Foto: Pendleton in Oregon, è un famoso centro industriale e turistico. Il riferimento è alle coperte Pendleton e al rodeo. Il Taccuino americano si arricchisce anche di questo girovagare.

 

È chiaro che per superare la crisi iniziata nel 2008 ci sono delle strategie. Il premio Nobel Paul Krugman ha scritto un breve libro, pubblicato in aprile. L’impostazione sembra errata, perché non considera la piaga della delocalizzazione nel manifatturiero.
Comunque sia, appare sempre di più come il singolo operatore non possa interagire sul mercato se non in un meccanismo di rete. Mi spiego. Informare il Governo che la delocalizzazione è un boomerang che sottrae posti di lavoro, richiede la presenza e la forza d’impatto di un’associazione. Il singolo studioso o ricercatore non viene ascoltato.

Il ruolo di un taccuino americano è tutto qui. Prendere nota di qualcosa che nessuno vuole leggere. Serve anche per dare valore al viaggio evitando d’essere un pacco postale.

Tornando la tema di fondo, purtroppo non tutti sono in accordo sulla pericolosità per il benessere della delocalizzazione. Chi ha veramente guadagnato dalla delocalizzazione, sono gli industriali che non si sono preoccupati del male arrecato alle giovani generazioni del paese.
Ne consegue che stanno chiudendo le piccole imprese.

Chiude chi dipende dal mercato interno appesantito da povertà e disoccupazione.

Vive che è proiettato all’estero (il che è un bene) e chi ha delocalizzato (il che è un male per l’Italia). Una sana delocalizzazione sarebbe il presidio di nuovi mercati. Una malefica delocalizzazione è per reimportare beni realizzati all’estero e venduti in questa nazione. Finché tale pratica non sarà stroncata con accorgimenti fiscali (paghi più tasse chi ha delocalizzato per reimportare) dalla crisi non si esce.

Va notata in America una novità. E’ diffusa la prassi di discriminare le merci a seconda della provenienza.

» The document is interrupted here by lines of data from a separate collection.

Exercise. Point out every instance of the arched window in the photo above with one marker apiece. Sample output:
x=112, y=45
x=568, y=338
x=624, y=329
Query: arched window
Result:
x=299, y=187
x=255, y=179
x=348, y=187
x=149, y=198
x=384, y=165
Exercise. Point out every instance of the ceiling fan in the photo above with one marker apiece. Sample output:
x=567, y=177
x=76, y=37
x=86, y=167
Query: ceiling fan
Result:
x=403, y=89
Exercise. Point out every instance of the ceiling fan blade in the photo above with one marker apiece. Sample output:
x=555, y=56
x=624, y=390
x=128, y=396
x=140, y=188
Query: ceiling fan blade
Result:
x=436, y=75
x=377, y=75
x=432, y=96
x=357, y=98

Quest’atteggiamento pone in forte imbarazzo i venditori, che non erano pronti a una modifica delle preferenze così netta. Lo scontro è particolarmente acuto sulle scarpe “made in China”. Al contrario godono di un buon mercato quelle “made in America”. Incuriosice come il prodotto cinese sia realizzato con capitale americano. Ora con i nuovi orizzonti, i flussi finanziari tornano a casa. I quotidiani definiscono la tendenza “nazionalismo finanziario” prevedendo la rinascita dell’economia statunitense. Quanto ci vorrà perché anche l’Italia se ne accorga?

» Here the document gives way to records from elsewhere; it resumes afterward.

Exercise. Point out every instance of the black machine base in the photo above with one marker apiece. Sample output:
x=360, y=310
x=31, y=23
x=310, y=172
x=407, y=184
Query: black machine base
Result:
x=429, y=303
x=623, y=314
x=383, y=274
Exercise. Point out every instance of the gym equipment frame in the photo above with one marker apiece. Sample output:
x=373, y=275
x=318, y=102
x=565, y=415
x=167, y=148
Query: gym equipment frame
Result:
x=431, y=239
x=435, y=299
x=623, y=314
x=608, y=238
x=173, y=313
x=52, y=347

Segnali di questo tipo spiegano come la globalizzazione abbia peccato d’eccessi. Ora si torna non tanto ai mercati nazionali quanto alla macroarea. Il riferimento corre alla UE, Nafta, Mercosur che rappresentano placche continentali, in senso commerciale, ben definite dove muoversi. Ecco che il Taccuino americano 10 (alla pagina dieci) contribuisce alla strategia.

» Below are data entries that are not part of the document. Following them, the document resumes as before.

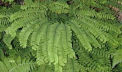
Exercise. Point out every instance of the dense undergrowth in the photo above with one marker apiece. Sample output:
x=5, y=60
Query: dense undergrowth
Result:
x=60, y=36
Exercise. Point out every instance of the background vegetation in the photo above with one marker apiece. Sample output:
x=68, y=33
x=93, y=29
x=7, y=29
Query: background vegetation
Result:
x=60, y=36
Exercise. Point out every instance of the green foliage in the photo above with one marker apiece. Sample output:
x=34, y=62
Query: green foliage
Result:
x=53, y=36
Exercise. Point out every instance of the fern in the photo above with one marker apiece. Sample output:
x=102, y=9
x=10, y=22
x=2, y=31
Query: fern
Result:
x=60, y=37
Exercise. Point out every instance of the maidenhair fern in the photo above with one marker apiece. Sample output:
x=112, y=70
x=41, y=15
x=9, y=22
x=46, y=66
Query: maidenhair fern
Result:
x=60, y=36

Concludendo la puntata 10 del Taccuino americano, il futuro richiede degli aggiornamenti comportamentali per le imprese.  Da soli non ci muove più. E’ necessario identificarsi in una rete, in un’associazione oppure in grandi accordi.
Non solo, ma le energie che scaturiscono dalla nuova forza sinergica vanno indirizzate in un’area commerciale nota. Il vantaggio sono regole e leggi note. L’obbiettivo è il rispetto del numero di posti di lavoro senza i quali non c’è sviluppo. Del resto se proseguire significa aggravare l’errore, non resta che tornare indietro. Il vero quesito non è se tornare a qualche anno fa, ma di quanto indietro: forse al 2000 oppure ancora oltre agli anni Novanta? Qualcuno pensa che per recuperare i valori serva tornare agli anni Cinquanta.